BIOETHICS means facilitating the denial to children of the identity of their biological parents, according to one “expert.”
A law lecturer at Cardiff University, Leanne Smith, comments: “Ultimately, no institutions, religions, lifestyles or individuals have been harmed … The advent of gay marriage changes virtually nothing – but by validating gay relationships, it will transform lives and spread happiness.”
But something has changed: Elijah and Zachary do not know which of the two men is their father and they do not know who their mother is. The California birth certificates list Sir Elton as the legal father and Furnish as the legal mother. The biological mother and the surrogate mother may or may not be the same person, but they have been excluded from the boys’ lives.

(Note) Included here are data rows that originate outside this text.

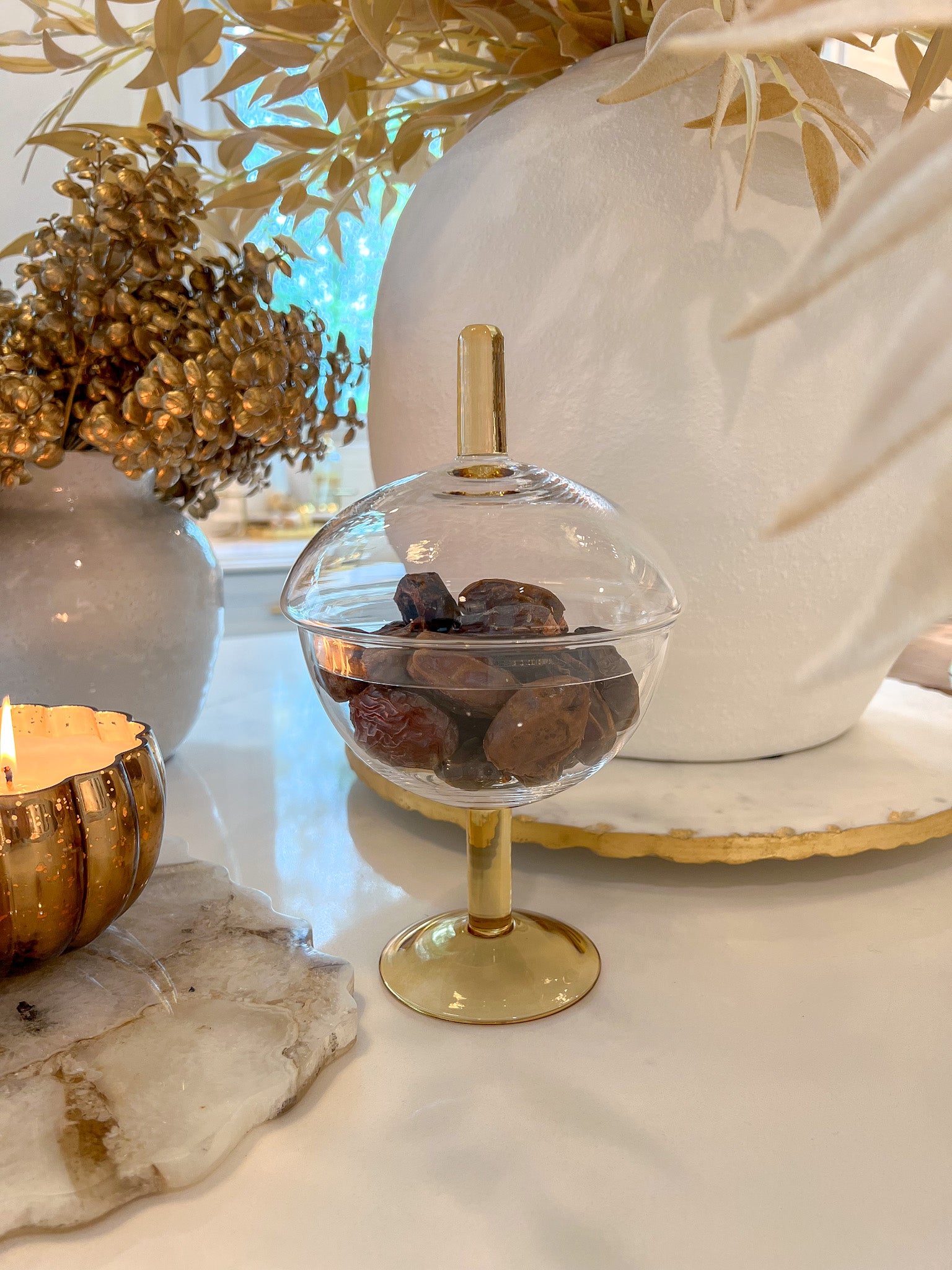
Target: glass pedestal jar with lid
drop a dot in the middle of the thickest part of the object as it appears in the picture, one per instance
(485, 633)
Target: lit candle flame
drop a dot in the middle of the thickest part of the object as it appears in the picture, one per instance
(8, 746)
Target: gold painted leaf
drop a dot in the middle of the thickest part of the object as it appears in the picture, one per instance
(293, 198)
(662, 66)
(490, 20)
(18, 37)
(596, 30)
(169, 30)
(25, 65)
(304, 139)
(152, 109)
(110, 31)
(333, 93)
(372, 141)
(353, 50)
(339, 174)
(730, 78)
(668, 13)
(305, 19)
(60, 58)
(245, 68)
(537, 61)
(252, 195)
(573, 45)
(811, 74)
(909, 55)
(234, 150)
(375, 22)
(407, 143)
(201, 35)
(822, 19)
(775, 103)
(293, 248)
(752, 92)
(278, 52)
(935, 66)
(282, 167)
(821, 168)
(253, 12)
(151, 75)
(842, 126)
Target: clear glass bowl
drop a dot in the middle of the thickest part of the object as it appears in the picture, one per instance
(484, 634)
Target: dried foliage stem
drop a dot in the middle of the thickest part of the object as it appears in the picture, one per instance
(130, 340)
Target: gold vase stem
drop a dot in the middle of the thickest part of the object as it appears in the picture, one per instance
(489, 855)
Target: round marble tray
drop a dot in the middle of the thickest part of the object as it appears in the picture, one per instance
(886, 783)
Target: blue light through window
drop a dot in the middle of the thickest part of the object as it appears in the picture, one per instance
(345, 295)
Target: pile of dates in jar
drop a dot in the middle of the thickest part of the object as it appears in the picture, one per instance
(484, 721)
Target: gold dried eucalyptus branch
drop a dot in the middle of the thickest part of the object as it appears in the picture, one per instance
(128, 342)
(368, 60)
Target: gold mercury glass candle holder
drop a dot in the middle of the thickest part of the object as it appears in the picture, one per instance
(485, 634)
(82, 812)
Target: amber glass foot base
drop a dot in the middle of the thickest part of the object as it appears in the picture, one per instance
(537, 968)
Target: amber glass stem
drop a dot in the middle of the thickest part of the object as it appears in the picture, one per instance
(489, 856)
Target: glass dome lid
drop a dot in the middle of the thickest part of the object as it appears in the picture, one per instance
(482, 518)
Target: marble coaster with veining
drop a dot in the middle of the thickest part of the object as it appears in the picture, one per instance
(885, 783)
(134, 1066)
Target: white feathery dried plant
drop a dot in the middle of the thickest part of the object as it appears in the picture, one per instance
(906, 189)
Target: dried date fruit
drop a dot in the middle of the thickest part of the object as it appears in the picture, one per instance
(469, 769)
(339, 687)
(614, 678)
(539, 728)
(601, 732)
(513, 619)
(403, 728)
(530, 666)
(467, 683)
(338, 667)
(501, 605)
(387, 665)
(425, 597)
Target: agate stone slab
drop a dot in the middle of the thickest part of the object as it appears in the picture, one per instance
(134, 1066)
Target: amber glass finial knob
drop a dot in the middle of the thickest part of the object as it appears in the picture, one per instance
(482, 391)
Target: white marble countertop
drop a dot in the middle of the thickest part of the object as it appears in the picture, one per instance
(759, 1080)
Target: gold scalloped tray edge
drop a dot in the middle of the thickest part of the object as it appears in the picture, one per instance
(681, 848)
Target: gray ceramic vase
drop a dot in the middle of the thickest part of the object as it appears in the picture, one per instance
(108, 597)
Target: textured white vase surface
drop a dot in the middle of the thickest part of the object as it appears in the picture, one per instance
(134, 1066)
(111, 598)
(604, 244)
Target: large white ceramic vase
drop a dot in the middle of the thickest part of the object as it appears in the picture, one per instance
(110, 597)
(604, 243)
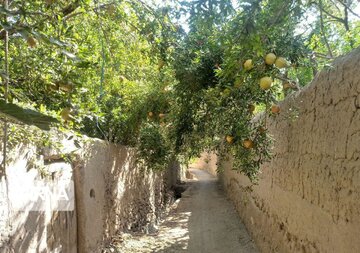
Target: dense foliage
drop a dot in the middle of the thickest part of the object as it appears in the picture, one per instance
(134, 72)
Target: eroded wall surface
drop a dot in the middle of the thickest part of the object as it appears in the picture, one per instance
(111, 194)
(308, 196)
(114, 195)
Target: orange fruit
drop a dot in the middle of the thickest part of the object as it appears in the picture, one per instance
(275, 109)
(248, 144)
(265, 83)
(229, 139)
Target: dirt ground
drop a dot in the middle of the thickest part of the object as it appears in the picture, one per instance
(203, 221)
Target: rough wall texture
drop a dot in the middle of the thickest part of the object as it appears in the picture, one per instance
(114, 195)
(24, 230)
(207, 161)
(308, 196)
(111, 195)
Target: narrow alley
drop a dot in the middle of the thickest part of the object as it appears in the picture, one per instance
(203, 222)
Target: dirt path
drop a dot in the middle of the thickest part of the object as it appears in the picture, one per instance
(203, 222)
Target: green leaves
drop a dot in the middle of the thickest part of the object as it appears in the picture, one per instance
(16, 113)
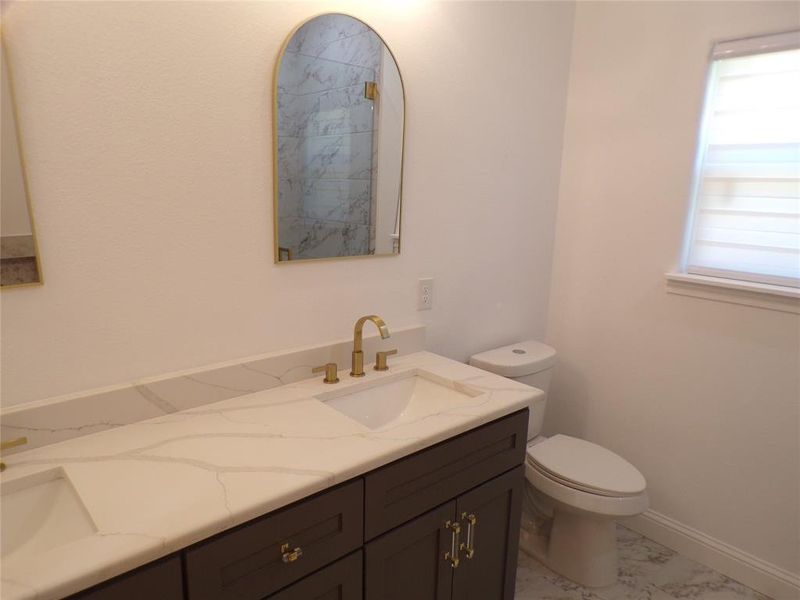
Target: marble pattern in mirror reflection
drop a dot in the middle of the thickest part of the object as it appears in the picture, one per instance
(339, 153)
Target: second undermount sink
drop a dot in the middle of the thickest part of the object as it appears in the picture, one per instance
(398, 399)
(41, 512)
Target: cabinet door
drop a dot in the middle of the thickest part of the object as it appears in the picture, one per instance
(490, 520)
(339, 581)
(409, 562)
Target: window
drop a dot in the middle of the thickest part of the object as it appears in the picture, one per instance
(745, 221)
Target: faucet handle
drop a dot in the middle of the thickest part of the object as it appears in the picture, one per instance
(380, 359)
(331, 372)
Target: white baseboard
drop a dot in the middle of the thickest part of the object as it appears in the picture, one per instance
(745, 568)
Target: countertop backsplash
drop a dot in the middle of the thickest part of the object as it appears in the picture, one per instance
(54, 420)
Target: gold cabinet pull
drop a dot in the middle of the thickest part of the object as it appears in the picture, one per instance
(472, 526)
(455, 535)
(290, 556)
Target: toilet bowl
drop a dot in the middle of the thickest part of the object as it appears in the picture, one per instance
(576, 489)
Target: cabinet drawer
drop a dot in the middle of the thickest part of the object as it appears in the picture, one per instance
(249, 563)
(162, 580)
(340, 581)
(413, 485)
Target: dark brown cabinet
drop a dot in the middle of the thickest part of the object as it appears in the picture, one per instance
(267, 554)
(490, 519)
(340, 581)
(441, 524)
(463, 550)
(408, 562)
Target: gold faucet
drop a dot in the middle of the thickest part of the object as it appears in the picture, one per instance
(11, 444)
(357, 369)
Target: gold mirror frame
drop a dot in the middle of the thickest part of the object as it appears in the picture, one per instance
(279, 251)
(22, 165)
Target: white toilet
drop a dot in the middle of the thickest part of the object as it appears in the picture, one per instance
(575, 487)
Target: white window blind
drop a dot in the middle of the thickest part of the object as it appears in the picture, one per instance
(746, 211)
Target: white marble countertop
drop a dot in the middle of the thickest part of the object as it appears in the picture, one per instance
(154, 487)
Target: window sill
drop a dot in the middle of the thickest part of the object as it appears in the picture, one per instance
(760, 295)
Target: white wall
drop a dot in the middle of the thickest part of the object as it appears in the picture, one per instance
(148, 132)
(14, 218)
(702, 396)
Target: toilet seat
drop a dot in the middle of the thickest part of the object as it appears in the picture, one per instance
(585, 466)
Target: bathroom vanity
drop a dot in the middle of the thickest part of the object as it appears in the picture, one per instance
(404, 484)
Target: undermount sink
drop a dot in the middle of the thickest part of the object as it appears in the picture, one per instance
(398, 399)
(41, 512)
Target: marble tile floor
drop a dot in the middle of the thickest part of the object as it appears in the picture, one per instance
(647, 571)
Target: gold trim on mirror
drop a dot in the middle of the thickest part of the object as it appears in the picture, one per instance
(279, 251)
(23, 168)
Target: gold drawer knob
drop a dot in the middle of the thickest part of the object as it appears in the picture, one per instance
(290, 556)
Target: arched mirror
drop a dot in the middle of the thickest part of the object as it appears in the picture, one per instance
(339, 122)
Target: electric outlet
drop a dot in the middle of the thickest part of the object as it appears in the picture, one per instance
(425, 294)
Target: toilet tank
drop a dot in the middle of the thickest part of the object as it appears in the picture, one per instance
(528, 362)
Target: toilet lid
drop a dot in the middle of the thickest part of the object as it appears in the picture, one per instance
(586, 466)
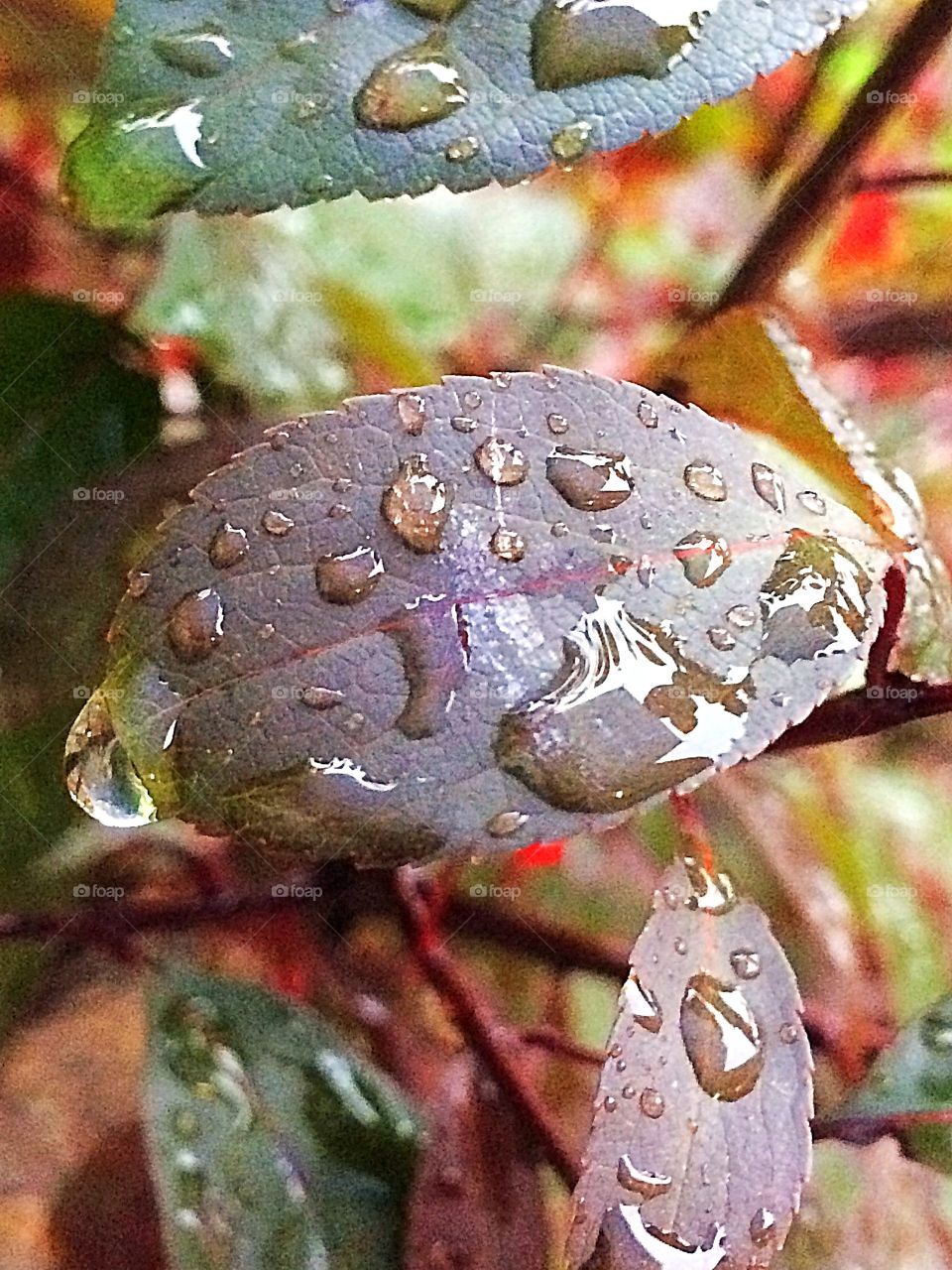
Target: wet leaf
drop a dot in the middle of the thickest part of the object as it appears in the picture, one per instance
(248, 108)
(780, 397)
(271, 1142)
(477, 1201)
(516, 589)
(701, 1142)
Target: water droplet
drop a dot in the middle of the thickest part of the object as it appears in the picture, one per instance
(462, 149)
(769, 485)
(194, 625)
(227, 547)
(507, 545)
(703, 557)
(579, 41)
(588, 480)
(706, 480)
(343, 579)
(506, 824)
(203, 54)
(99, 772)
(417, 85)
(502, 462)
(416, 506)
(640, 1182)
(811, 500)
(721, 1038)
(642, 1003)
(652, 1103)
(413, 412)
(571, 143)
(277, 524)
(746, 962)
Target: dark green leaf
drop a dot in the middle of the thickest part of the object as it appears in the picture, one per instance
(273, 1146)
(223, 108)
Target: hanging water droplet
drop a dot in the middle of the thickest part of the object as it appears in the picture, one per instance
(417, 85)
(721, 1038)
(507, 545)
(706, 480)
(642, 1182)
(502, 462)
(590, 481)
(416, 506)
(769, 485)
(703, 557)
(194, 625)
(343, 579)
(99, 774)
(227, 547)
(277, 524)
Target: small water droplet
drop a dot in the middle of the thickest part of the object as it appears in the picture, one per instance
(347, 578)
(703, 557)
(227, 547)
(416, 506)
(194, 625)
(417, 85)
(277, 524)
(502, 462)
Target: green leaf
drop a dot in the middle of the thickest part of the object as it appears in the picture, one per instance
(272, 1144)
(243, 108)
(68, 413)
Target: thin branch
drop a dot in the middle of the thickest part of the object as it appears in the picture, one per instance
(803, 204)
(497, 1044)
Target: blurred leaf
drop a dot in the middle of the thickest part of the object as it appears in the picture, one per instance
(241, 109)
(272, 1143)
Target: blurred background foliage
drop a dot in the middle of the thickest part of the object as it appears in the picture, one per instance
(184, 341)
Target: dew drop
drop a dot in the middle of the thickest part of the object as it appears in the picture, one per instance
(721, 1038)
(703, 557)
(502, 462)
(344, 579)
(417, 85)
(227, 547)
(588, 480)
(194, 624)
(99, 774)
(706, 480)
(416, 506)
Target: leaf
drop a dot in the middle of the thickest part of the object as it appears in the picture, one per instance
(220, 108)
(471, 617)
(477, 1201)
(779, 395)
(68, 412)
(272, 1144)
(909, 1080)
(701, 1135)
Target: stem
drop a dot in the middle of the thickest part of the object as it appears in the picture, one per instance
(803, 204)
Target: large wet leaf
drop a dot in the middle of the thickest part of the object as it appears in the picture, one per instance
(701, 1142)
(272, 1144)
(225, 107)
(780, 397)
(470, 617)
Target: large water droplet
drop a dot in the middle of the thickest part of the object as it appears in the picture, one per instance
(99, 772)
(417, 504)
(343, 579)
(502, 462)
(194, 625)
(580, 41)
(588, 480)
(703, 557)
(204, 53)
(416, 86)
(721, 1038)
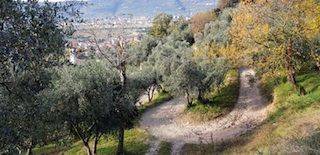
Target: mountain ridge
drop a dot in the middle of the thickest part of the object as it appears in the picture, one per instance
(103, 8)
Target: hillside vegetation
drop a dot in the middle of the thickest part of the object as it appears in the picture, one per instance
(48, 104)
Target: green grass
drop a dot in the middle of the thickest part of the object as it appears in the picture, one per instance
(294, 121)
(165, 148)
(161, 97)
(135, 144)
(135, 139)
(220, 102)
(289, 101)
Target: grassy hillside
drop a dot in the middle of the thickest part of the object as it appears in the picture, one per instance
(136, 140)
(220, 101)
(293, 124)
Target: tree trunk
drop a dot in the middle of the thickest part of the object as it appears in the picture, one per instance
(95, 144)
(318, 65)
(291, 73)
(149, 95)
(152, 91)
(29, 151)
(188, 98)
(87, 147)
(120, 150)
(200, 97)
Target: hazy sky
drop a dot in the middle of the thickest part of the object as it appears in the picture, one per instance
(58, 0)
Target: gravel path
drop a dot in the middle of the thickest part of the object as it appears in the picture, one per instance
(164, 124)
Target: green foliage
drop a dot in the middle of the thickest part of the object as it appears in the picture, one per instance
(160, 25)
(221, 100)
(287, 100)
(31, 42)
(134, 145)
(161, 97)
(165, 148)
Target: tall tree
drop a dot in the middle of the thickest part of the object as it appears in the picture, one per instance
(32, 40)
(275, 35)
(160, 25)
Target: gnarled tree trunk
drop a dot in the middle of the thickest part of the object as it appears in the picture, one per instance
(318, 65)
(88, 149)
(189, 100)
(29, 151)
(291, 72)
(120, 150)
(95, 144)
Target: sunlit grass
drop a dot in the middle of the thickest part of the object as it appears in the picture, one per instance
(220, 101)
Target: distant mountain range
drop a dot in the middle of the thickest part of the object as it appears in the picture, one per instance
(105, 8)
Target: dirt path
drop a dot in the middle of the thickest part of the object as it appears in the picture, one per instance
(164, 124)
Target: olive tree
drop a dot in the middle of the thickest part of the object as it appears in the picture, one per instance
(32, 40)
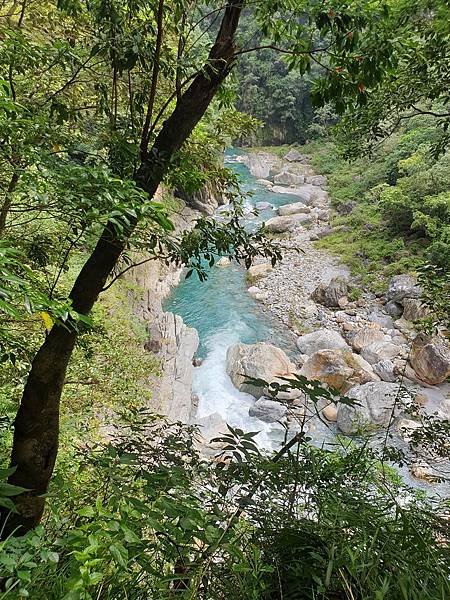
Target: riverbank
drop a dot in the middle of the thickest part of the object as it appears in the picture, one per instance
(313, 294)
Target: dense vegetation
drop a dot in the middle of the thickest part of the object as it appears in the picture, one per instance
(393, 207)
(101, 103)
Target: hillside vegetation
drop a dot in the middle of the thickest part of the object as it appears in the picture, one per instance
(111, 109)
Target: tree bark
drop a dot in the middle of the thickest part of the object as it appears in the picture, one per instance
(4, 210)
(36, 426)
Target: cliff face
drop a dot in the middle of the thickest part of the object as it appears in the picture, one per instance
(205, 200)
(169, 338)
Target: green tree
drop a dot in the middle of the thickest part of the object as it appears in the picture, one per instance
(134, 79)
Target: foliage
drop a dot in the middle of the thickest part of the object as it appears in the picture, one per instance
(310, 523)
(392, 207)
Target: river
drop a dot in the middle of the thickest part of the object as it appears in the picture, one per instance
(224, 314)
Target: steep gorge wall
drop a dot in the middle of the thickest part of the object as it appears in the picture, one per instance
(169, 338)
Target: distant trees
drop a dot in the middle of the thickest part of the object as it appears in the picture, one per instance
(97, 102)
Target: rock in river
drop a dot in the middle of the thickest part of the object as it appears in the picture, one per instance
(322, 339)
(257, 361)
(381, 350)
(287, 178)
(376, 401)
(430, 358)
(267, 410)
(338, 369)
(402, 286)
(330, 294)
(285, 224)
(293, 209)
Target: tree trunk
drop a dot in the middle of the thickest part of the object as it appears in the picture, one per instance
(4, 210)
(36, 426)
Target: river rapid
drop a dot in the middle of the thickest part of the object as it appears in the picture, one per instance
(223, 313)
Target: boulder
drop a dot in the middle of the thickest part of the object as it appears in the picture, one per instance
(422, 470)
(293, 209)
(321, 214)
(385, 370)
(295, 156)
(263, 206)
(330, 413)
(339, 369)
(328, 367)
(377, 351)
(319, 180)
(365, 337)
(381, 318)
(402, 286)
(258, 294)
(261, 164)
(322, 339)
(376, 401)
(346, 208)
(259, 270)
(414, 309)
(258, 361)
(287, 178)
(223, 262)
(407, 427)
(308, 193)
(267, 410)
(265, 182)
(430, 358)
(286, 224)
(329, 294)
(393, 309)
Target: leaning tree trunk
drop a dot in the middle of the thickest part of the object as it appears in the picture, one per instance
(36, 426)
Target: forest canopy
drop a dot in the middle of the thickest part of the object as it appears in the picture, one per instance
(110, 111)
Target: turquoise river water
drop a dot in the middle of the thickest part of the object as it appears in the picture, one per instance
(224, 314)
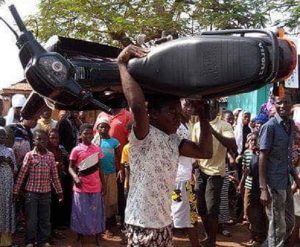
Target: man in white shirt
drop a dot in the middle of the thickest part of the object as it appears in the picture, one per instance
(154, 151)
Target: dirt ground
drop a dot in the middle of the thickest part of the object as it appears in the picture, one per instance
(240, 235)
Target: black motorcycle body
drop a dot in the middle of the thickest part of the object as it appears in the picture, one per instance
(81, 75)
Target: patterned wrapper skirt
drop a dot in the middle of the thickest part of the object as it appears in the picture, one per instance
(7, 209)
(87, 216)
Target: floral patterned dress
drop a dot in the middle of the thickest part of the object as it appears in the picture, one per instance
(7, 212)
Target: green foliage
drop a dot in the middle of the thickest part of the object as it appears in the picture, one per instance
(292, 8)
(232, 14)
(117, 22)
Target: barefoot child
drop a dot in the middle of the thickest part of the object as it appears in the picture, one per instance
(154, 152)
(253, 208)
(109, 147)
(7, 170)
(39, 167)
(87, 217)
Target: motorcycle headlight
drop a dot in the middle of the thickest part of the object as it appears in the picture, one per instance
(54, 68)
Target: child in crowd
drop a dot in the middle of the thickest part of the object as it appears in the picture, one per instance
(184, 205)
(7, 170)
(109, 147)
(39, 167)
(87, 217)
(253, 209)
(60, 213)
(125, 164)
(295, 235)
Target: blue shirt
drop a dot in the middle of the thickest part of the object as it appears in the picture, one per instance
(108, 147)
(278, 142)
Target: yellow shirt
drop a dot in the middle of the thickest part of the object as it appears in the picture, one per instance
(215, 165)
(125, 160)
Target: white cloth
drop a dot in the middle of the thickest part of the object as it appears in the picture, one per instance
(153, 168)
(238, 132)
(185, 165)
(297, 198)
(18, 100)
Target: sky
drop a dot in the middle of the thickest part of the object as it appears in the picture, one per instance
(11, 70)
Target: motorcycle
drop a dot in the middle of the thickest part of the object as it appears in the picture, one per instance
(80, 75)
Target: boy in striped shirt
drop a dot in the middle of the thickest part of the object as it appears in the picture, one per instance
(253, 209)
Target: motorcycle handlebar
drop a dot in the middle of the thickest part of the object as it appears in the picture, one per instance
(17, 18)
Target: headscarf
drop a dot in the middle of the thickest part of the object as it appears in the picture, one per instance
(261, 118)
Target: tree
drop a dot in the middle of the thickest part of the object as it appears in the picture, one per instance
(108, 21)
(117, 22)
(232, 14)
(292, 10)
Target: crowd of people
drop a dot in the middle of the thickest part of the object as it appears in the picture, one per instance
(160, 165)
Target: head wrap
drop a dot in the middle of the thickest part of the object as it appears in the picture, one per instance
(261, 118)
(236, 110)
(103, 120)
(18, 100)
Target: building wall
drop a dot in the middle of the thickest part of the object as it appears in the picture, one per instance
(251, 101)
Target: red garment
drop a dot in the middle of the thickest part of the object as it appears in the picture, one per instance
(42, 172)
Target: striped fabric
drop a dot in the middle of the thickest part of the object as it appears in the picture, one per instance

The UN Declaration of the Rights of the Child guarantees both that “a child of tender years shall not, save in exceptional circumstances, be separated from his mother” and that “the best interests of the child shall be the paramount consideration” in all legislation. Same-sex marriage not only violates these rights, but institutionalises the injustice. Children living within these partnerships are cut off from their mother or father, or even from both. Of all the harms flowing from the legalisation of same-sex marriage, this is the first and most inevitable.
There is a movement to give children a legal right to access information about their sperm or egg donor parents. But this will obviously make same-sex parenting more difficult. So it is not surprising to find another academic arguing in one of the world’s most prestigious bioethics journals that laws banning anonymous sperm and egg donation are misguided, unnecessary, socially harmful and “morally problematic”: in short, unethical.